#### Abstract

Stationarity is an essential concept in time series forecasting. A reliable stationarity test that yields unbiased test outcomes is vital as it is the gateway before a suitable forecasting model development. Renewable generation time series is inherently seasonal, comprising trend components, and often volatile. These characterizing facets alongside time series length tend to bias stationarity tests’ outcomes. A critical comparison study to check the tests’ reliability is carried out in this paper using different synthetic data required for the case-to-case analysis. Based on the tests’ working, reliabilities are analyzed for different time series lengths and group sizes, varying from 200 to 1000 with an increment of 200. This provides information about changes in reliabilities of the tests for various time series lengths or group sizes. This comprehensive comparison report with a necessary set of well-illustrated figures, table, and thorough explanation of the obtained results is expected to help novice readers to select an apt combination of tests for stationarity check for renewable generation applications.

#### 1. Introduction

In renewable generation forecasting, stationarity is a crucial notion [1]. As a result, knowing whether a renewable generation time series is effectively stationarized is important [2, 3]. A reliable stationarity test that can deliver impartial results for a particular application is necessary on this note.
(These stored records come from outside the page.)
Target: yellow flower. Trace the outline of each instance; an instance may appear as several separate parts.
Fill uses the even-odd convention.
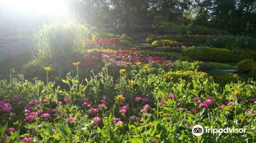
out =
[[[140,64],[141,64],[141,62],[137,62],[136,63],[136,64],[137,64],[137,65],[140,65]]]
[[[148,70],[148,69],[150,69],[150,67],[147,65],[145,65],[143,67],[142,67],[142,68],[145,69],[145,70]]]
[[[234,94],[236,95],[236,96],[238,96],[240,94],[240,91],[237,90],[234,90],[234,91],[233,92],[233,93],[234,93]]]
[[[80,64],[81,64],[81,63],[80,63],[80,62],[75,62],[75,63],[73,62],[73,65],[74,66],[77,66],[77,65],[80,65]]]
[[[123,74],[123,73],[125,72],[126,70],[125,69],[121,69],[120,70],[120,74]]]
[[[50,66],[46,66],[46,67],[45,67],[45,70],[48,72],[48,71],[51,71],[52,70],[52,68],[51,68],[51,67]]]
[[[118,95],[115,98],[115,100],[119,102],[122,102],[125,99],[123,95]]]

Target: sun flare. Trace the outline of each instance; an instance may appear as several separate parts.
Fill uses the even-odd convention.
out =
[[[49,15],[60,15],[67,13],[63,0],[3,0],[8,8],[20,12],[36,13]]]

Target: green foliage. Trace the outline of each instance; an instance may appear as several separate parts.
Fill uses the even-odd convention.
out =
[[[243,81],[243,80],[237,74],[230,73],[223,73],[214,76],[215,82],[220,84],[221,86],[225,86],[226,84],[238,83],[239,81]]]
[[[182,54],[193,60],[208,62],[238,62],[256,57],[256,52],[251,50],[243,50],[236,53],[227,49],[206,47],[185,48]]]
[[[178,82],[180,79],[182,79],[187,81],[192,80],[194,77],[205,78],[208,77],[206,73],[195,71],[177,71],[176,72],[170,72],[165,74],[164,77],[167,81],[172,81],[175,82]]]
[[[240,61],[237,65],[237,68],[241,72],[248,73],[256,62],[252,59],[245,59]]]
[[[151,44],[151,46],[152,47],[157,47],[157,46],[162,47],[164,46],[164,45],[166,46],[170,46],[171,47],[181,45],[181,43],[177,41],[174,41],[169,40],[157,40],[154,41]]]

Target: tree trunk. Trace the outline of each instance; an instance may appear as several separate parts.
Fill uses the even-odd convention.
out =
[[[125,12],[125,34],[126,35],[130,35],[131,32],[131,0],[124,0],[124,11]]]

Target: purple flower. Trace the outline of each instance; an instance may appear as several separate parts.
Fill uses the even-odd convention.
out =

Therefore, a set of tests’ reliability information would instill enough confidence in the user for the apt selection of tests. The calculation of the power of a test used for the reliability study confirms whether the test behavior is ideal for a set of parameters associated with the test. Any deviations from the ideal for specific parameters indicate that the test is unreliable [4]. Thus, a complete reliability record of tests by analyzing the plot of power vs. test parameters is crucial for the appropriate selection of tests for a given application.

Reliability analysis through power calculation is well-documented in the literature for various tests. Unit root tests examine time series stationarity using the concept of unit root, and power for some of these tests is calculated in [5] and is analyzed for various time series lengths. Similarly, the power calculations in [4, 6] for various data distributions, time series lengths, and significance levels expose the MK test’s limitations. The power calculation of Levene’s test is well explained in [7, 8], along with a comparison of type-I error probabilities enlightening the test’s sensitivity for variance differences, various data distributions, and sample sizes. Besides, the power study and error analysis of the KW test considering sample sizes and data distribution notify the test’s limitations [9, 10]. Power plots were also computed for SW and KS tests and are analyzed for various data distributions to study tests’ behavior against nonnormal distributions [11–14].
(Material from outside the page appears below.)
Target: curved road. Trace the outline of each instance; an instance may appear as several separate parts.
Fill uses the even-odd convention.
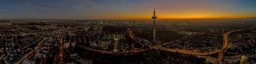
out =
[[[159,47],[154,47],[154,46],[148,46],[149,47],[154,49],[160,50],[167,51],[170,51],[174,52],[181,53],[185,53],[188,54],[191,54],[194,55],[211,55],[217,52],[221,52],[223,50],[225,50],[225,49],[226,49],[226,48],[227,47],[228,47],[228,46],[230,45],[230,45],[230,44],[228,44],[228,36],[229,33],[238,31],[244,30],[248,28],[254,28],[255,27],[253,27],[248,28],[236,30],[229,32],[225,33],[223,35],[223,39],[224,39],[224,45],[220,49],[209,52],[198,52],[191,51],[190,50],[183,50],[183,49],[169,49],[169,48],[164,48]],[[146,46],[146,45],[144,45]]]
Though reliability analysis of the above well-established tests is presented through detailed reasoning, a comparative analysis of the above tests in a common platform which is vital for assisting in the apt selection of tests for a particular application was not performed in the literature. Furthermore, in the above studies, the analysis of the effect of time series lengths on tests’ reliability was studied only for a few specific tests. Besides certain tests, for example, Levene’s and KW tests whose work is based on dividing the data samples into various clusters open up opportunities to perform the reliability analysis for different selections of group sizes. However, such an analysis was never carried out in the literature. Furthermore, for KS and SW tests, no reliability analysis was done with respect to the tests’ integral parameters, such as skewness and kurtosis. Lastly, a comparison table of the above tests’ merits, demerits, and key application tips for identifying the best set of tests for a particular application is always of interest for novice researchers in time series forecasting.
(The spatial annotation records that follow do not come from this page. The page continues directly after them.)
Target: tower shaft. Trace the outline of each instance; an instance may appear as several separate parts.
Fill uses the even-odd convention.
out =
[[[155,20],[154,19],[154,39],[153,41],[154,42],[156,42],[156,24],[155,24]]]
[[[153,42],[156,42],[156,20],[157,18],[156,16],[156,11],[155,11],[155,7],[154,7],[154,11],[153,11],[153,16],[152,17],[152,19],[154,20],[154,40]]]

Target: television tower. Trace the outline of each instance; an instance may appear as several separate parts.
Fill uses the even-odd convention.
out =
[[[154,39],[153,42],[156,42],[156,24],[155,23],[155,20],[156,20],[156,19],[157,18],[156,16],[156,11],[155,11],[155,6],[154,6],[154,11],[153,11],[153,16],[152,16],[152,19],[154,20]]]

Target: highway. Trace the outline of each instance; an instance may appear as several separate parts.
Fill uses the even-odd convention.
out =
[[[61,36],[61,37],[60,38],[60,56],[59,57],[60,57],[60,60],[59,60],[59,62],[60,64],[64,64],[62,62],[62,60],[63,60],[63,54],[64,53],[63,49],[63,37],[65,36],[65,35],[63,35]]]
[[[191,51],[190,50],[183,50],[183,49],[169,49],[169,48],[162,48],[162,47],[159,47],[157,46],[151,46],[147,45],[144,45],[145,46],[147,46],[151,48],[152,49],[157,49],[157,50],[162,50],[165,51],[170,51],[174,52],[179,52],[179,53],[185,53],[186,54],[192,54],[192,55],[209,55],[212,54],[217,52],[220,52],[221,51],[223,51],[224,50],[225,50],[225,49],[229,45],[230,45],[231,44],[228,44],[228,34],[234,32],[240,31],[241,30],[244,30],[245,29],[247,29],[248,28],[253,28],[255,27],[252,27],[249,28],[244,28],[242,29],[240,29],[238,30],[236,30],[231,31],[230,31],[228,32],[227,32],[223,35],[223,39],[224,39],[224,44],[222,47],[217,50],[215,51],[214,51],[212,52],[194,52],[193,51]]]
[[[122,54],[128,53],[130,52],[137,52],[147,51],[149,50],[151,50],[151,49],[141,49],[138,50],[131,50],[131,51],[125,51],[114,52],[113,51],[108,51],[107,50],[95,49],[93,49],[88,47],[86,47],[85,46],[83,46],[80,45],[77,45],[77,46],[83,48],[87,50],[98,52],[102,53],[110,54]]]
The authors have considered all the above-highlighted research gaps to provide a unique reliability analysis, and the significant contributions are mentioned as follows. Firstly, the importance of power calculation for reliability study is enlightened, and then power calculation steps for the nine well-established tests are pictorially represented. The basis for stationarity outcome for the above tests alongside their ideal reliability plots is given special attention. Secondly, five different time series lengths/groups are considered for the above tests’ reliability analysis to compare their reliability performance critically and to expose the reason for a test being reliable or not reliable for a particular case. Finally, considering their merits and demerits, a critical comparison of the above tests is tabulated and recommended with each test’s key application tips for a better outcome.

The remainder of the paper includes a thorough discussion on the importance of reliability analysis, power calculation steps, and comparison of reliability plots.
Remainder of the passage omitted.